Por la noche había caído una tormenta, y uno de los dos halcones del joven conde, probablemente inquieto por los truenos y relámpagos, había conseguido de algún modo librarse de sus ataduras y había escapado con las primeras luces del alba. Cuando advirtieron la pérdida, el halcón ya no estaba a la vista.
El joven conde había montado en cólera, y el maestro cetrero, llevado de un primer impulso de rabia, casi había matado a su ayudante. El halcón había sido un regalo del príncipe ar–Rashid; era un halcón de monte, un animal noble, tan bueno como otros pájaros más grandes, y experto cazador ya desde su segundo vuelo. El joven conde no estaba dispuesto a continuar el viaje sin, por lo menos, haber hecho el intento de recuperarlo. Por eso había enviado al grueso del grupo por delante, mientras ellos ocho se quedaban a buscar el halcón.
La noche en que escapó el halcón la habían pasado en un pueblo aledaño a la gran carretera que iba de Mérida a Salamanca, unas pocas millas al sur del Tajo. La gente del pueblo les informó que en las depresiones del río, al noreste, habitaba una colonia de garzas, donde quizá podrían encontrar al halcón. De camino hacia allí, intentaron una y otra vez atraerlo con gritos y pitidos, y hasta con artes de altanería, pero el halcón no se dejó seducir; ni siquiera llegaron a verlo. Luego, cuando por fin tuvieron a la vista los árboles repletos de nidos, de pronto una garza pasó volando sobre sus cabezas. Una garza enorme, que regresaba a su nido con el buche lleno. Arrojaron sobre ella al segundo halcón del conde, en la vaga esperanza de que el primero pudiera sumársele, pues muchas veces habían cazado garzas juntos.
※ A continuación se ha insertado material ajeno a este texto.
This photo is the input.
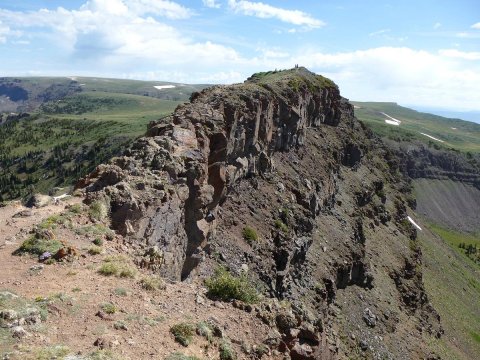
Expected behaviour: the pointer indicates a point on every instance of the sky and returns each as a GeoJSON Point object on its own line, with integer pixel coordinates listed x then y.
{"type": "Point", "coordinates": [415, 52]}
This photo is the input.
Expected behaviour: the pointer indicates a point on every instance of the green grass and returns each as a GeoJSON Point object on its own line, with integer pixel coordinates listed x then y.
{"type": "Point", "coordinates": [249, 234]}
{"type": "Point", "coordinates": [183, 333]}
{"type": "Point", "coordinates": [224, 286]}
{"type": "Point", "coordinates": [36, 245]}
{"type": "Point", "coordinates": [453, 287]}
{"type": "Point", "coordinates": [65, 141]}
{"type": "Point", "coordinates": [180, 356]}
{"type": "Point", "coordinates": [109, 308]}
{"type": "Point", "coordinates": [117, 266]}
{"type": "Point", "coordinates": [459, 241]}
{"type": "Point", "coordinates": [465, 137]}
{"type": "Point", "coordinates": [152, 283]}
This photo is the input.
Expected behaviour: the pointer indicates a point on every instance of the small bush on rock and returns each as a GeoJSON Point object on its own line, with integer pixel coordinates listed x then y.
{"type": "Point", "coordinates": [98, 210]}
{"type": "Point", "coordinates": [152, 283]}
{"type": "Point", "coordinates": [180, 356]}
{"type": "Point", "coordinates": [249, 234]}
{"type": "Point", "coordinates": [226, 351]}
{"type": "Point", "coordinates": [109, 308]}
{"type": "Point", "coordinates": [224, 286]}
{"type": "Point", "coordinates": [183, 333]}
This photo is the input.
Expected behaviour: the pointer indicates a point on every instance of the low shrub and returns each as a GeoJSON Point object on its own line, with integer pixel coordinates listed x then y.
{"type": "Point", "coordinates": [224, 286]}
{"type": "Point", "coordinates": [37, 245]}
{"type": "Point", "coordinates": [98, 242]}
{"type": "Point", "coordinates": [180, 356]}
{"type": "Point", "coordinates": [205, 329]}
{"type": "Point", "coordinates": [98, 210]}
{"type": "Point", "coordinates": [226, 351]}
{"type": "Point", "coordinates": [109, 308]}
{"type": "Point", "coordinates": [117, 266]}
{"type": "Point", "coordinates": [95, 250]}
{"type": "Point", "coordinates": [152, 283]}
{"type": "Point", "coordinates": [183, 333]}
{"type": "Point", "coordinates": [249, 234]}
{"type": "Point", "coordinates": [280, 225]}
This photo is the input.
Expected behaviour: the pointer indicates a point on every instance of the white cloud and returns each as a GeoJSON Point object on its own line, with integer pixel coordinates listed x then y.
{"type": "Point", "coordinates": [113, 38]}
{"type": "Point", "coordinates": [401, 74]}
{"type": "Point", "coordinates": [165, 8]}
{"type": "Point", "coordinates": [211, 4]}
{"type": "Point", "coordinates": [118, 32]}
{"type": "Point", "coordinates": [4, 31]}
{"type": "Point", "coordinates": [379, 32]}
{"type": "Point", "coordinates": [265, 11]}
{"type": "Point", "coordinates": [454, 53]}
{"type": "Point", "coordinates": [467, 35]}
Al ver al halcón, la garza subió en una cerrada espiral y dejó caer todo lo que llevaba en el estómago y en el buche, para perder peso. La siguieron en su intento de escapar río arriba. El halcón atacó valientemente, pero solo no tenía posibilidad alguna, y ya estaba a punto de darse por vencido cuando, de pronto, como una piedra cayendo de entre las nubes, el buscado halcón de monte se sumó al ataque. Se entabló un fiero combate aéreo. Los halcones caían alternativamente sobre la garza, en audaces ataques, mientras ésta, por su parte, intentaba defenderse con violentos picotazos, poniendo la cabeza sobre el lomo cuando era atacada desde arriba, revolviéndose en el aire cuando los halcones parecían acercarse demasiado.